San Diego developed one big undrafted wide receiver into a successful starter, now is the time for another project to follow suit.
This is where it gets difficult. Not only am I trying to predict who is still around, but what to do from among those names? The temptation is there to go anywhere from an insurance RB to DE to TE, but ultimately two factors favor Sharpe.
The first is that Smith has had more success finding defensive players in mid-to-late rounds, the second would be the number of questions surround Shawne Merriman.
Merriman has multiple concerns surrounding him at the moment that may warrant insurance at the OLB position. After missing the bulk of 2008 to injury, he returned in 2009 only to be limited by several smaller, more nagging injuries that limited him to only four sacks despite playing in 14 games.
He is also restricted free agent that has made no effort to hide his dislike for receiving a tender instead of a surefire contract.
The salary he is seeking is weighted towards the strong three-year start to his career, and exceeds what San Diego would likely be willing to pay until they are sure he can return to dominance.
This means the team will once again have to concern itself with Merriman’s contract in the 2011 offseason. They would likely have a franchise tag available for him, but Julius Peppers proved that multiple one-year tags only staves off the inevitable.
A few off-field headaches and potentially awkward fit in Ron Rivera’s system (due to minimal coverage skills) coupled with those contract and performance/health issues mean that a low-threat potential heir is a sound choice at this point in the draft.
The desire may be there for San Diego to try to find a replacement for Jacques Cesaire in the first three to four rounds of the draft.

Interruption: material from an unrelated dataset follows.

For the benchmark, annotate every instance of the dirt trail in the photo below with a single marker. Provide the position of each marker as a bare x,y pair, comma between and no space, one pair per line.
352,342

Unless they try for someone with that second round pick, however, the drop-off can get steep. It may be better to wait for the 2011 draft, where they hold five picks in the top three rounds to try to find a new starter.
In the meantime, the team should at least look to replace aging Alphonso Boone in the reserve role. Travis Johnson shows promise, while Vaughn Martin could be an interesting conversion, but both are likely to find their niche as multipurpose reserves rather than step into the rotation.
Washington played 3-4 end in college for defensive guru Nick Saban, so his learning curve should be much shallower than the usual 4-3 defensive tackle convert. He isn’t the flashy game-changer an earlier draft pick might be, but does could give the team steady play and showed some flare with a pair of sacks and five tackles for loss in 2009.